STORY: Monday marked yet another record closing high for both the S&P 500 and Nasdaq, as technology shares continued to rally.

The Dow added about half a percent, the S&P 500 gained more than three-quarters of a percent and the Nasdaq climbed nearly 1% to notch its sixth straight record close.

Joy Yang is head of product management and marketing at MarketVector Indexes.
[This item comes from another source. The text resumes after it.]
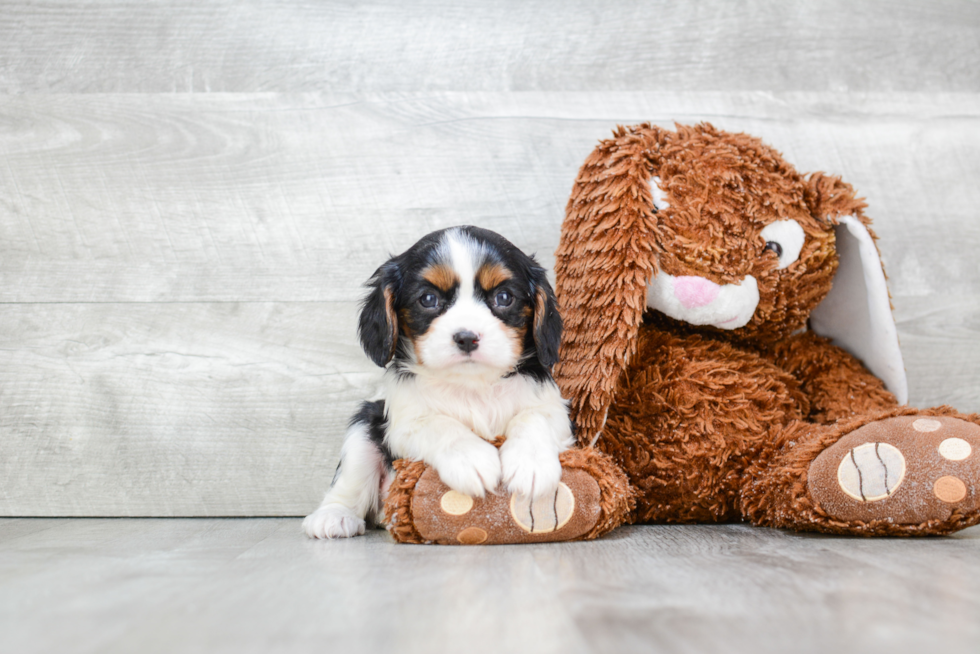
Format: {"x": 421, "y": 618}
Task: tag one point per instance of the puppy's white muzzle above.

"We know that investors are still very much focused on AI. And this is despite some very cautious guidance from the Fed (Federal Reserve), which, you know, is, you know, we are starting to see inflation coming down, but it's one data point. So, we're not seeing a trend. And, in fact, the Fed is projecting that we're moving towards potentially only just one rate cut. And, despite that, it seems like the stock market is very optimistic. We're still seeing all-time highs, whether it's the S&P, Nasdaq, and even our semiconductor index at all-time highs, as well as our AI and machine learning and quantum computing index at all-time highs."

Shares of Apple added roughly 2%, while Microsoft added more than 1%, both stocks rebounding from earlier losses.

Chipmakers gained, with Broadcom adding almost 5.5%, Micron Technology up more than 4.5% and U.S.-listed shares of Taiwan Semiconductor rising more than 2.5%. Nvidia, however, declined more than half a percent, retreating from a record high.

Goldman Sachs lifted its 2024 year-end target for the S&P 500 to 5,600 from 5,200, while Evercore ISI raised its forecast for the benchmark index to 6,000 from 4,750.

Both brokerages cited technology strength and enthusiasm for AI as reasons for lifting their targets.

This week's economic data includes May retail sales, housing starts and the S&P flash Purchasing Managers' Index.

Markets will be closed Wednesday for the Juneteenth holiday.